Despite the defeat of DVD-copying tools in this and other court cases, many similar software, such as HandBrake which by itself only works with unprotected digital media, continue to be free and widespread on the internet. Some believe that this indicates the ineffectiveness of the major studios' effort to restrict the copying of DVDs through legal rulings.

== Related cases ==
- Universal City Studios, Inc. v. Reimerdes is one of the first cases that tested the DMCA in dealing with the legality of unlicensed CSS decryption software. In this case, the movie studios sought for an injunction against the distribution of DeCSS, a program made to allow the copying of DVD content onto the hard drive.

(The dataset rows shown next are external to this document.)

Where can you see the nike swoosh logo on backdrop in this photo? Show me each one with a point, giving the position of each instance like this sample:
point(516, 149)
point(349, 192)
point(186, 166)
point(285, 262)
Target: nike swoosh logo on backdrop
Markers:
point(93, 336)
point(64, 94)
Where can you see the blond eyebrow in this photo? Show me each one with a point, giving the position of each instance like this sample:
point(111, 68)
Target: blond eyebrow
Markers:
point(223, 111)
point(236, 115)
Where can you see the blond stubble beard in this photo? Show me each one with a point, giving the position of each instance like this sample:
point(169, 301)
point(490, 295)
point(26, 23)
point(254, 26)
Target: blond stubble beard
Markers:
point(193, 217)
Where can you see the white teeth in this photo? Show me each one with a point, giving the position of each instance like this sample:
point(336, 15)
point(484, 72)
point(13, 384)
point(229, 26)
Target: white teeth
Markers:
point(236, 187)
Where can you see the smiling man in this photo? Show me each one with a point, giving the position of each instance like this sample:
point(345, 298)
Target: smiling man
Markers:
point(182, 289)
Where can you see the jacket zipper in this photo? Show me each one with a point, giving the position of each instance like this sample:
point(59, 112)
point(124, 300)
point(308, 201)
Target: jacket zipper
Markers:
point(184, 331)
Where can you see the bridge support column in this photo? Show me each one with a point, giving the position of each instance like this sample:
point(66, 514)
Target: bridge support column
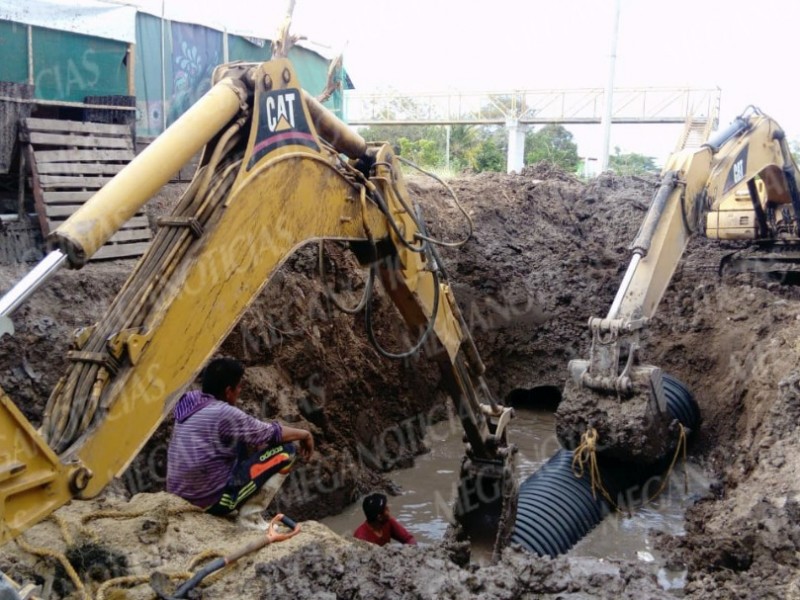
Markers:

- 321 Studios v. Metro Goldwyn Mayer Studios, Inc. is another early DMCA case trying to determine the legitimacy of software that allows the users to make copies of DVDs. In this case, 321 Studios stressed that such a software is legal because it allows users to make fair use copies of DVD content.
- DVD Copy Control Association, Inc. v. Kaleidescape, Inc. is a closely related case in the sense that both Kaleidescape's and RealNetworks' systems are meant to allow the users to better organize their media content through DVD copies on the hard drive. But unlike the RealNetworks case, the Kaleidescape case addresses only the breach of CSS license agreement.